1. I am not sure about the scale of the individual loss functions anymore, my apologies. I determined the combination of the two losses via a simple grid search and seeing what works best (plus / minus a magnitude did not make that much of a difference).

2. The points are just splatted to an image plane, more advanced point cloud rendering techniques would be better though. There is no video frame interpolation, each individual frame in the output video is a rendering of the point cloud from a different camera perspective.

3. I am not sure about multi-view stereo, COLMAP still seems like the state of the art for that. But neural networks definitely outperform classic techniques for single image depth estimation.

4. Common architectures just did not do as well as I was hoping for so I tried about 1500 model architectures. I started with an architecture that intuitively seemed right and then gradually explored / refined alterations of it. It ultimately was a lot of trial and error.

1 comments

Thanks for the reply.

Was it the university that didn't want to release it? Are they looking at commercializing it, or how does that work? Is it available in any commercial software? It kind of looks like magic and would probably be very useful for a lot of purposes.
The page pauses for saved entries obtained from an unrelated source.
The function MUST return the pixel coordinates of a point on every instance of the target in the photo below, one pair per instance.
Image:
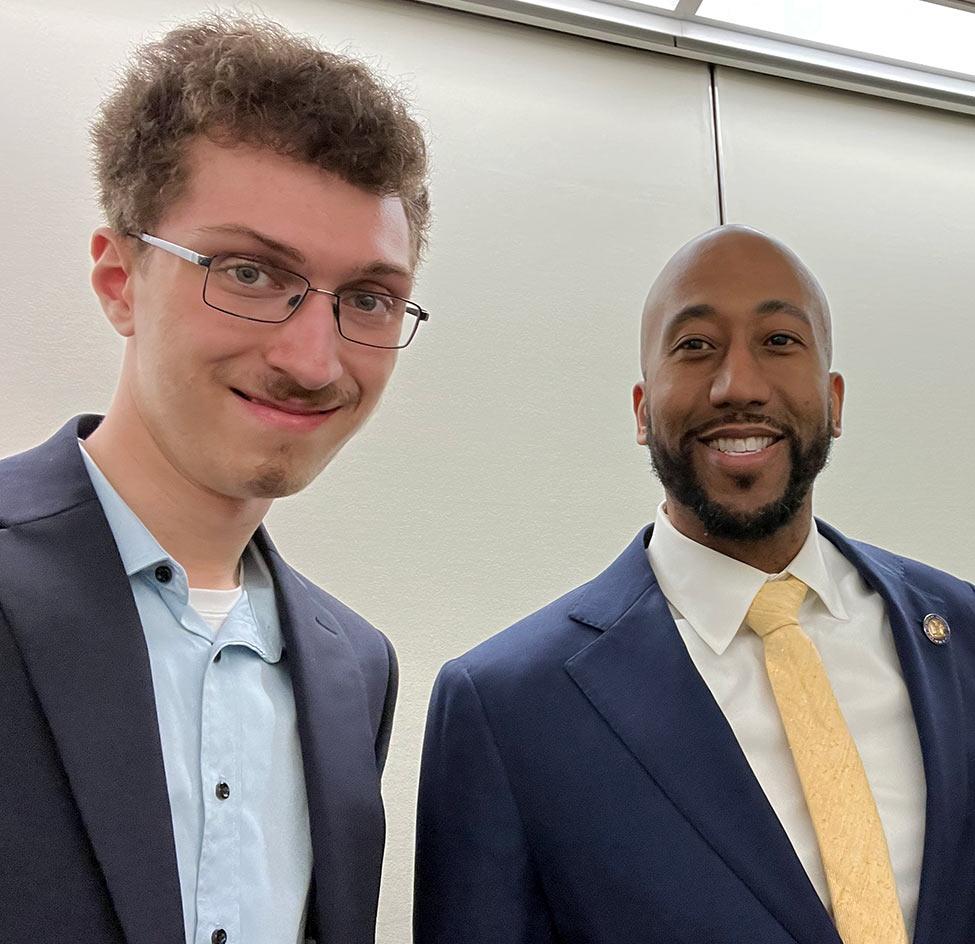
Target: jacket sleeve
(389, 706)
(476, 882)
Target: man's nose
(308, 345)
(740, 382)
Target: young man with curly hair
(194, 733)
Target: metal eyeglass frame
(205, 261)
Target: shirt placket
(218, 884)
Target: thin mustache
(328, 398)
(735, 419)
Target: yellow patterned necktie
(851, 837)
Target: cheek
(371, 372)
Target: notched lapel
(931, 674)
(70, 606)
(337, 745)
(640, 678)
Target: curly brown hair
(248, 81)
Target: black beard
(680, 480)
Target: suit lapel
(68, 601)
(337, 744)
(932, 679)
(640, 678)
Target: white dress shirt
(709, 595)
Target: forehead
(734, 278)
(333, 223)
(733, 274)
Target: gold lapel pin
(936, 628)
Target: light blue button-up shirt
(230, 744)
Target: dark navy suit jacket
(86, 841)
(581, 785)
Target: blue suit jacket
(580, 784)
(86, 840)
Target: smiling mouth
(740, 446)
(291, 408)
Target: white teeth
(751, 444)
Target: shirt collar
(137, 547)
(253, 621)
(713, 591)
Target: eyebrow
(375, 269)
(235, 229)
(770, 307)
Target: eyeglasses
(254, 290)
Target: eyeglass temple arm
(180, 251)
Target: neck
(770, 554)
(204, 531)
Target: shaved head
(741, 252)
(738, 405)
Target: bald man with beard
(749, 728)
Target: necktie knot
(776, 605)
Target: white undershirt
(214, 605)
(709, 595)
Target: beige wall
(502, 469)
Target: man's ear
(640, 412)
(836, 391)
(111, 273)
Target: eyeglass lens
(261, 292)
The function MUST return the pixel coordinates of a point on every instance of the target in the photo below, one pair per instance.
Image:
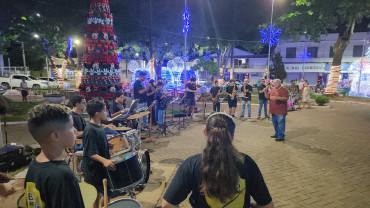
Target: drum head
(125, 203)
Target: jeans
(160, 116)
(216, 107)
(279, 124)
(262, 102)
(243, 107)
(145, 118)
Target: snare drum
(125, 203)
(117, 144)
(134, 139)
(128, 171)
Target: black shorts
(232, 103)
(190, 102)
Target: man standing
(190, 96)
(214, 92)
(262, 99)
(232, 99)
(140, 93)
(278, 108)
(246, 90)
(294, 91)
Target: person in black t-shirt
(190, 96)
(160, 108)
(96, 158)
(140, 93)
(49, 181)
(262, 99)
(231, 91)
(214, 92)
(247, 93)
(220, 176)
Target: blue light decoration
(207, 56)
(271, 39)
(45, 44)
(186, 17)
(185, 58)
(69, 46)
(361, 80)
(304, 56)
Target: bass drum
(125, 203)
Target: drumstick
(105, 193)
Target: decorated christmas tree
(101, 73)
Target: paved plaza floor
(324, 162)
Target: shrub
(322, 100)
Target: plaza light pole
(268, 59)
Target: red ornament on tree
(97, 81)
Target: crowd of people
(218, 177)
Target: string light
(270, 35)
(186, 17)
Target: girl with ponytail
(219, 177)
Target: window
(331, 52)
(313, 51)
(357, 51)
(291, 52)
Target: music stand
(203, 98)
(150, 108)
(167, 100)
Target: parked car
(14, 81)
(53, 82)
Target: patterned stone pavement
(324, 162)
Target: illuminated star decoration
(207, 56)
(185, 58)
(304, 56)
(186, 17)
(270, 35)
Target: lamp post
(268, 59)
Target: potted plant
(53, 95)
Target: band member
(232, 99)
(214, 93)
(150, 98)
(220, 176)
(190, 96)
(247, 97)
(140, 93)
(49, 181)
(160, 108)
(96, 158)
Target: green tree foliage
(278, 69)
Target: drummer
(96, 151)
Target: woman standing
(221, 176)
(306, 95)
(24, 90)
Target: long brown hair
(220, 175)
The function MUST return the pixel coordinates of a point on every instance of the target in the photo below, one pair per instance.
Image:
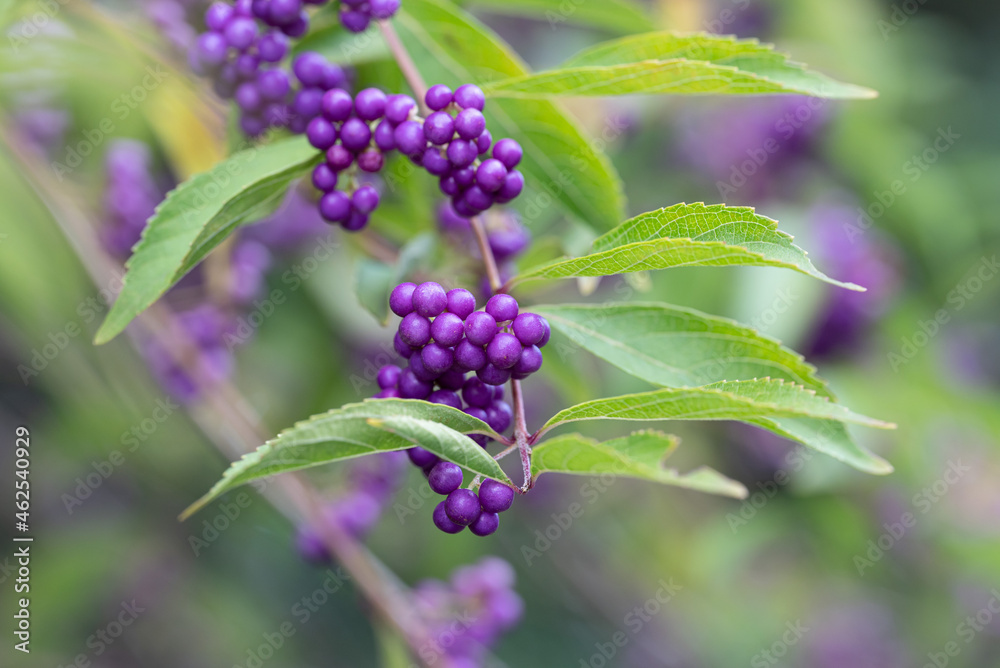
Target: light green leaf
(622, 16)
(198, 215)
(678, 347)
(687, 235)
(450, 46)
(355, 430)
(374, 280)
(640, 455)
(759, 402)
(670, 63)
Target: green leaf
(449, 46)
(622, 16)
(375, 280)
(687, 235)
(678, 347)
(355, 430)
(198, 216)
(640, 455)
(816, 420)
(670, 63)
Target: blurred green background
(815, 569)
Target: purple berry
(371, 160)
(441, 520)
(272, 47)
(490, 175)
(415, 329)
(439, 127)
(388, 376)
(369, 104)
(436, 358)
(335, 206)
(438, 97)
(470, 96)
(409, 136)
(435, 163)
(485, 524)
(321, 133)
(355, 134)
(499, 416)
(477, 393)
(492, 375)
(529, 362)
(484, 142)
(273, 84)
(512, 186)
(461, 302)
(462, 507)
(401, 299)
(365, 199)
(411, 387)
(430, 299)
(445, 478)
(461, 152)
(337, 105)
(339, 158)
(445, 398)
(546, 335)
(217, 16)
(480, 328)
(504, 350)
(469, 357)
(324, 178)
(448, 329)
(469, 124)
(529, 328)
(422, 458)
(240, 33)
(508, 152)
(495, 497)
(398, 108)
(384, 137)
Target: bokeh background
(816, 569)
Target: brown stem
(238, 430)
(406, 64)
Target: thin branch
(406, 64)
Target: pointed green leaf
(198, 216)
(815, 420)
(670, 63)
(677, 347)
(687, 235)
(449, 46)
(355, 430)
(639, 455)
(622, 16)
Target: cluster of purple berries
(356, 15)
(374, 481)
(469, 613)
(244, 63)
(362, 129)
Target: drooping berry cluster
(444, 338)
(468, 614)
(362, 129)
(356, 15)
(244, 63)
(374, 480)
2. So basically each point is projected to the image plane without perspective mapping? So in 3D, the further away from the camera they are the bigger they are so they all have the same size on the image? And that prevents any seams to occur in the pixel grid as things move around?

4. Experience, intuition, and elbow grease. Kind of what I thought, but I guess it's reassuring to see an expert in the field having to try 1500 variants.

It's complicated but the gist of it is that they are trying to commercialize it, yes. For what it is worth, you might be able to find it in commercial software once they were successful with their business endeavors.

2. Yes and there are two mechanism for handling seams. First, the inpainting which extends the point cloud and can provide a higher sample rate. Second, a postprocessing step that heuristically fills in any seams that may still be present despite inpainting.

4. The downside of it is that one needs a lot of resources in order to try all of these variants, which not everyone is lucky enough to have access to.